Sunday, April 22, 2012

Movie review - "The Scarlet Blade" (1965) **1/2 (warning: spoilers)

The English civil war hasn't been that terribly popular with movie makers, even swashbucklers - probably because while the Roundheads stood for things like parliamentary supremacy and democracy, the Cavaliers really were supporting a dictator - but they were the ones with the glamour (and better uniforms). So the heroes of this are Royalists trying to save King Charles I. We know they're not going to succeed, so then it becomes about whether our heroes are going to escape.

This film does try something new for swashbucklers - many of the characters are conflicted. It's mostly set at an old English house (a good idea - helps hide the low budget) with Lionel Jeffries in fine form as a roundhead keen to kick some royalist but - but his daughter June Thorburn is a royalist and his lieutenant Oliver Reed (excellent) is in love with Thorburn and so ends up betraying his cause. 

These characters are a lot more complex than the lead - Jack Hedley who is the Scarlet Blade, a royalist do-gooder who was reported as killed in a battle and goes around the countryside using his non de plume.

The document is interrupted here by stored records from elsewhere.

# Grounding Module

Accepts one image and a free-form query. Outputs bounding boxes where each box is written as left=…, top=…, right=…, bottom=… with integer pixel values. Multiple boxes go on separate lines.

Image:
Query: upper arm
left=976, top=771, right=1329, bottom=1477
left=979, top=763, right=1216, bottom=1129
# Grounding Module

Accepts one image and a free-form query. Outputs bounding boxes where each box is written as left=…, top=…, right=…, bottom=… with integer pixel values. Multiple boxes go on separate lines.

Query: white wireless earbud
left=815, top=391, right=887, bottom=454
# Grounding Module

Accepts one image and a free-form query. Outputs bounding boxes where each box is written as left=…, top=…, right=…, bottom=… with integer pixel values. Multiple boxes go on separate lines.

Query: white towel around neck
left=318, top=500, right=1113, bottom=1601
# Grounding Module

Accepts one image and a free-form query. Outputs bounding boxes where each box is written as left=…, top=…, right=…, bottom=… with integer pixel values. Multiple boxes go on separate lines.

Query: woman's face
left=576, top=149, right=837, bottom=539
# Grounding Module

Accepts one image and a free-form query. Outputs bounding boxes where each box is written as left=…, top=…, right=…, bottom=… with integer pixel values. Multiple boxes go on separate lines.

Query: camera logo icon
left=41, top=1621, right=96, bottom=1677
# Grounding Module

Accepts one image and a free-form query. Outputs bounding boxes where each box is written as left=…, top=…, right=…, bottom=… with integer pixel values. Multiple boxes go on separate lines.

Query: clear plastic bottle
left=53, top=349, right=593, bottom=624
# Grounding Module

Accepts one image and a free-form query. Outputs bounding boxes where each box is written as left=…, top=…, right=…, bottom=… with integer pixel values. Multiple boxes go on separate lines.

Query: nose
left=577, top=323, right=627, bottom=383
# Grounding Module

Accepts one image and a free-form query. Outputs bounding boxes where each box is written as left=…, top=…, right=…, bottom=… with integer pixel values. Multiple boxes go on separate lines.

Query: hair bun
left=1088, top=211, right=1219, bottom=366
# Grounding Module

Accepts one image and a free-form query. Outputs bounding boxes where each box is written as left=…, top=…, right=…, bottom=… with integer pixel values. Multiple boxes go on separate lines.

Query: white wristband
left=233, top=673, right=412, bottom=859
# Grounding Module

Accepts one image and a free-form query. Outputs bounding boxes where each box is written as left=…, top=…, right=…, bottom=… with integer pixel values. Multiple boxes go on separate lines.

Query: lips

This sounds Zorro ish but the point of Zorro was he got to pretend to be a toff, which this doesn't do. It's a rather thankless role for Hedley, who isn't very charismatic (most romantic male leads for Hammer weren't), but the other male leads make up for it.

There's not enough action, but at least it's different: the big battle at the end is kind of pointless, Jeffries lets his daughter and her lover go free at the end, Jeffries shoots Reed. Not a success but a bit more different than say A Challenge for Robin Hood.